U.S. stocks reversed higher on Thursday as investors halted a sell-off that ran for two straight sessions and accepted risk even as a


Federal Reserve

official said the central bank should be aggressive in raising interest rates.

The Nasdaq Composite recovered some of the 2% drop it suffered on Wednesday, and the S&P 500 and Dow Jones Industrial Average joined the tech-focused index in rising for the first time in three sessions.

Stocks overcame earlier losses and appeared to absorb remarks from St. Louis Fed Chairman James Bullard, who reportedly said on Thursday that the Fed was “overdue” in the fight against inflation. He said the central bank will need to raise interest rates another 3 percentage points by the end of 2022, according to Reuters. In March, the Fed raised its federal funds rate by 25 basis points from zero.
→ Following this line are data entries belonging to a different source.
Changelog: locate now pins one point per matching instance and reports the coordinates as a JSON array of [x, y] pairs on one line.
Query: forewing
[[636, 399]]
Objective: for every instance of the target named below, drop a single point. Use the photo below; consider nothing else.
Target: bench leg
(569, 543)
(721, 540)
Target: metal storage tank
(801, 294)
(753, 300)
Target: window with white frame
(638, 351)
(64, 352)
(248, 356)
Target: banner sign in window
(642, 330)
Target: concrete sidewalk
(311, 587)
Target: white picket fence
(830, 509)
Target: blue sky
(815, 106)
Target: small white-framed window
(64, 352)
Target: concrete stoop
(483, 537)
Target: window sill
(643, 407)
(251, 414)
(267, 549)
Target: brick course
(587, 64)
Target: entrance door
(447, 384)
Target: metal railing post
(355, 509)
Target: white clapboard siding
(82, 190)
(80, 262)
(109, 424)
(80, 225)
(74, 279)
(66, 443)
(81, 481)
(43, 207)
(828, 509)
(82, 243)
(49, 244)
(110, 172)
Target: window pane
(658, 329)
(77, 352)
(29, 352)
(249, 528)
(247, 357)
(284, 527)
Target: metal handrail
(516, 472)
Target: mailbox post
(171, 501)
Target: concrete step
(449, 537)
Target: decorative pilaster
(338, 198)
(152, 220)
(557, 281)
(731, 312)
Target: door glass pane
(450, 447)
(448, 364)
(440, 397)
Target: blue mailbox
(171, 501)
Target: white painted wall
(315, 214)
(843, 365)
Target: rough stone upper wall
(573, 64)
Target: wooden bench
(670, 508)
A key part of the yield curve also steepened on Thursday. The 10-year yield rose 5 basis points to 2.65%, while the 2-year yield fell 2 basis points to 2.45%. The spread between the 10-year yield and the 2-year yield had reversed briefly in recent days to send a


recession

Warning.

Here’s where the US indices were at 4:00 p.m. Thursday:

Stocks fell on Wednesday after minutes from the Federal Reserve’s latest meeting showed policymakers agreed on the need to act “quickly” to raise interest rates to restore price stability, inflation standing at 7.9%. It also indicated that it will begin to reduce its balance sheet in May by $95 billion each month.
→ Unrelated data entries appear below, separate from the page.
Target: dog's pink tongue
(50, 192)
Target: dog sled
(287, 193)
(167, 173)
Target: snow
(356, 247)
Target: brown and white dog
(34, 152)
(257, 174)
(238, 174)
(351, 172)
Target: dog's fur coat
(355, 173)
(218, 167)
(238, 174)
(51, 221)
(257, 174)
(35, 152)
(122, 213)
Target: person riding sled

“The Fed has said in the past that it’s committed to flexibility, but it’s hard to see the Fed taking a tougher stance on rate hikes than the market already expects. And this disparity between market expectations and actual moves by the Fed could open the door for more relief rallies down the road,” Callie Cox, US investment analyst at eToro, said in a note late Wednesday.

“Economic and earnings data, while under pressure, looks okay, and the Fed is still mindful of the lingering risks to future growth,” she said.

Shares of Rite Aid fell after Deutsche Bank cut its price target to $1 as COVID-19 “accelerates the decline” of the company’s retail pharmacy business.

Wedbush advises investors to make big moves into technology as the sector is now oversold on fears of interest rate hikes. The company’s top picks include Apple, Microsoft, and cybersecurity names like ZScaler and Palo Alto Networks.

In commodities, JPMorgan says the sector overall has room for up to 40% more as investors are underallocated in the space.

Oil prices were stable. West Texas Intermediate crude fell 1 cent to $96.22 a barrel. Brent crude, the international benchmark, slipped a penny to $100.57 a barrel.

Gold rose 0.7% to $1,935.70 an ounce. Bitcoin rose 1.3% to $43,723.63.